Самое главное — это национализм. Советский режим всегда по сути старался быть националистическим, только период позднего Сталина, который просто глупо копировал Гитлера с 43-го года, — но в общем-то коммунистический режим старался быть националистическим. Не всегда это получалось, с евреями были особенные отношения, пятый пункт известный, — но в общем старался. Новая общность, советский народ, все это есть и сейчас. Никто не говорит — сейчас все российские, Сейчас все русские. Восторг — русские идут, вперед! А в Чечне говорят — чеченцы идут! Татары идут! Национализм, с которого все началось, — итальянский фашизм, эта борьба — типичное свойство тоталитарных режимов западных. Так что сейчас у нас формируется, пока что формируется режим, как у нас шутили в свое время, — что такое шашлык из мороженого мяса? Нет, я анекдот рассказал не с той стороны. Я хотел сказать: армянское радио спрашивает, что такое — национальное по форме и социалистическое но содержанию? — Шашлык из мороженого мяса. Вот, договорились. Так вот, понимаете, у нас сейчас тоже формируется такой шашлык. У нас обертка социалистическая. А сущность — кооперативное государство фашистского типа.
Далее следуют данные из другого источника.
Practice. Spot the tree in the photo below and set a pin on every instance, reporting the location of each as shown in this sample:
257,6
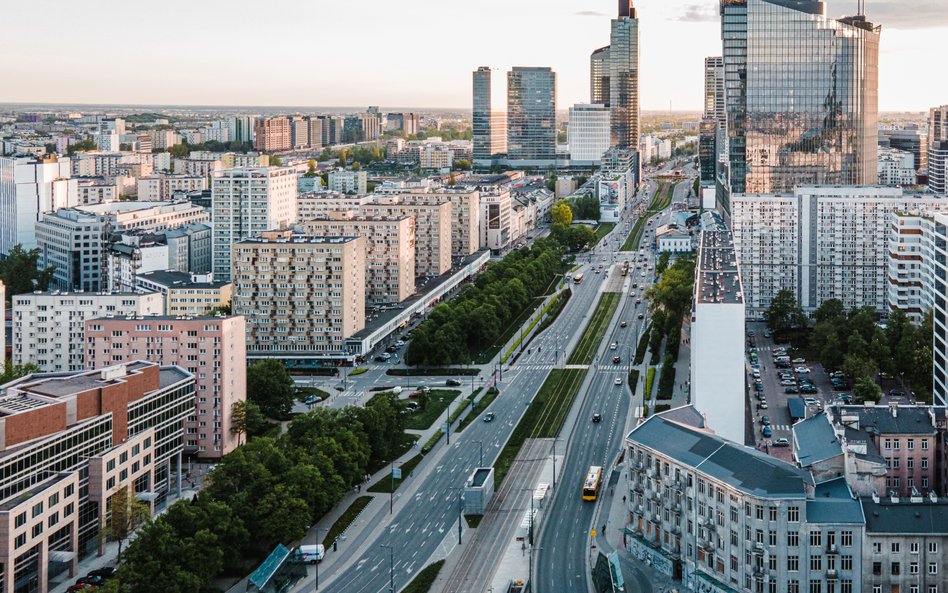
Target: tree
270,386
126,513
246,419
561,213
784,314
20,273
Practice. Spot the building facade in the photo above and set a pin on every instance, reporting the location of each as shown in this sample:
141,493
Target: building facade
212,349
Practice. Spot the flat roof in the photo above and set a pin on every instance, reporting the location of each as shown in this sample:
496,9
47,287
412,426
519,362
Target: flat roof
743,468
717,279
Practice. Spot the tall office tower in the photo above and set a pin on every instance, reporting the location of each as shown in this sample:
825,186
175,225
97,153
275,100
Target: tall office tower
272,133
240,128
714,106
531,115
599,77
489,124
802,95
624,77
246,202
938,149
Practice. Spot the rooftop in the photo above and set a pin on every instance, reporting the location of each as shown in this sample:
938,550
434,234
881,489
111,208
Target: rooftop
717,279
743,468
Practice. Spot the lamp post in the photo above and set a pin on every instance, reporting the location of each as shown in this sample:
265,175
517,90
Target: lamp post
391,570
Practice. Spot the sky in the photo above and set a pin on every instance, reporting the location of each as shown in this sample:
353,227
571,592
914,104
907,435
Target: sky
409,53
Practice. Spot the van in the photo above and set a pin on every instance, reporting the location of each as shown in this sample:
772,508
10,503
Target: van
311,554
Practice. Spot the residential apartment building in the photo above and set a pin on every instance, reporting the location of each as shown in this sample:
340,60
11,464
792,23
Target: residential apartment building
724,517
302,296
821,242
70,442
157,188
531,116
48,326
272,134
588,133
717,334
29,187
489,121
246,202
389,251
212,349
348,182
432,230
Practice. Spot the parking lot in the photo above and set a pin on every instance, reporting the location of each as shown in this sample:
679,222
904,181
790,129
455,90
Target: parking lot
773,404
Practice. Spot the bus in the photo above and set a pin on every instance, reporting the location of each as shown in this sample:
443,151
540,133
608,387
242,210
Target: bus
591,485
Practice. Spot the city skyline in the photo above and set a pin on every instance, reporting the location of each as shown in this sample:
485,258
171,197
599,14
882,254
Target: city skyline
676,36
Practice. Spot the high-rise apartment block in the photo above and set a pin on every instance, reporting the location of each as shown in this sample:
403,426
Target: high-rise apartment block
28,188
531,116
588,133
624,77
302,296
802,95
599,93
820,242
272,134
246,202
48,326
69,443
938,149
489,123
212,349
389,251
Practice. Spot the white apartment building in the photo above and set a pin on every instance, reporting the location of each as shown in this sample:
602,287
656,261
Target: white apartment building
588,133
28,188
896,167
48,326
348,182
246,202
821,242
156,188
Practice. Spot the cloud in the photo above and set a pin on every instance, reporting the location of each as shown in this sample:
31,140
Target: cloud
699,13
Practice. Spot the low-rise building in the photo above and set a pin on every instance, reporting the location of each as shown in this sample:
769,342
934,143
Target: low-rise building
48,326
212,349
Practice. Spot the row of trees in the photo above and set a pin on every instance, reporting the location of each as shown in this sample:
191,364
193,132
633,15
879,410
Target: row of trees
456,331
266,492
856,344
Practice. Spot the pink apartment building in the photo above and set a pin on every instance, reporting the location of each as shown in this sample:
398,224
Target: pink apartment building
213,348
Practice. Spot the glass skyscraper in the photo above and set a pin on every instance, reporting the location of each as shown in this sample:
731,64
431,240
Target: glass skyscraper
531,115
802,95
624,77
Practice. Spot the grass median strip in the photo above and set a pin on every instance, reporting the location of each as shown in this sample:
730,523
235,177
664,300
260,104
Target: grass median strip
346,519
543,418
595,330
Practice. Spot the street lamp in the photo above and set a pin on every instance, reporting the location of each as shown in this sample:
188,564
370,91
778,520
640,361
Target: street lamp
391,557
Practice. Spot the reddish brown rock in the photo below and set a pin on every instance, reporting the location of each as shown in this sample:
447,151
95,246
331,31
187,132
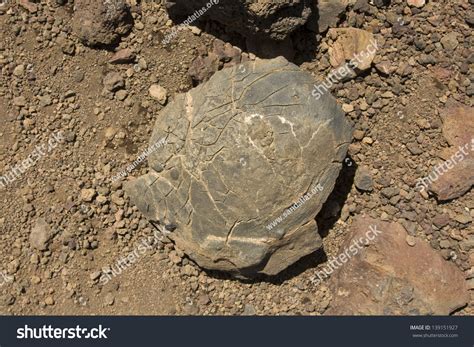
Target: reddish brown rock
456,179
389,277
122,56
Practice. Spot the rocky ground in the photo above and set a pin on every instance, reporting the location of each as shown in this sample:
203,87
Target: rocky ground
65,219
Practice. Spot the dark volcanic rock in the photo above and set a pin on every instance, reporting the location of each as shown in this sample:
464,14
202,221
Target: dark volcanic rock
241,149
265,18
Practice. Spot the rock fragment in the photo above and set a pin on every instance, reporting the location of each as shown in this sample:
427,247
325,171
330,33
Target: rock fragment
40,235
351,44
158,93
99,23
391,277
455,176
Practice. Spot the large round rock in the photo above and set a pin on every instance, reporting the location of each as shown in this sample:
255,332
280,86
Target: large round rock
249,159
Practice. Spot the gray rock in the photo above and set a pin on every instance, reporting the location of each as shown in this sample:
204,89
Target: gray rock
241,149
40,235
264,18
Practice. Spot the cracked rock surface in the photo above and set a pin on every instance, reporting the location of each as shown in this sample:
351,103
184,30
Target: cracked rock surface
241,149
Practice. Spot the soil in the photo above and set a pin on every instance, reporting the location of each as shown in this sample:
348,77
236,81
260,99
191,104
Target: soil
50,83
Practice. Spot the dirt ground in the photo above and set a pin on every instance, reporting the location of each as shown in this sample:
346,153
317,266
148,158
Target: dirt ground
45,90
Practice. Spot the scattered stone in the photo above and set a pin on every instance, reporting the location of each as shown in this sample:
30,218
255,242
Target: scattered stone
29,6
330,12
416,3
383,278
349,42
68,47
458,128
40,235
411,241
19,70
19,101
123,56
463,219
87,195
113,81
234,236
99,23
158,93
363,179
450,41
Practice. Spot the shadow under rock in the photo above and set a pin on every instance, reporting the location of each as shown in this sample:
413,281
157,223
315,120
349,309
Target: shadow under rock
327,217
299,47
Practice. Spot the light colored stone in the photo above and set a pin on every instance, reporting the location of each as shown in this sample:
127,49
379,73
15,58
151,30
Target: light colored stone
158,93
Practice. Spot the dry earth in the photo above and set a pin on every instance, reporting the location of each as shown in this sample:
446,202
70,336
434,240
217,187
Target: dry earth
52,83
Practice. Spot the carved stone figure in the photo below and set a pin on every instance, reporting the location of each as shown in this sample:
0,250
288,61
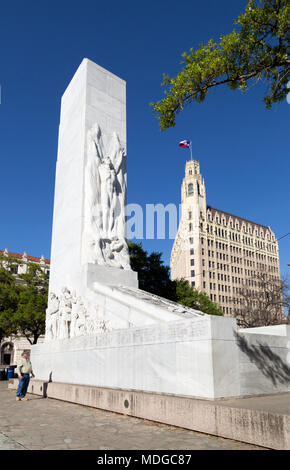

И оно постепенно формируется. И если оно воспроизведется в следующем поколении, оно будет намного изощреннее, и люди типа того же Рогозина, образованные люди прекрасно понимают, кто будет управлять этим государством. То есть если еще Владимир Владимирович Путин старшего поколения, и больше действует в системе игры на его поле, то эти уже просто делают все очень сознательно. Так что перед нами с вами стоит серьезная задача, понимаете? Или мы соглашаемся на авторитарную, автаркичную с перспективой создания фашистского плана — по сути, советского — по внешней форме государства, или мы приступаем к серьезным реформам демилитаризации, болезненным для всех и нелегким, которые в перспективе помогут построить Россию, которую будут уважать, любить и не будут бояться. Спасибо.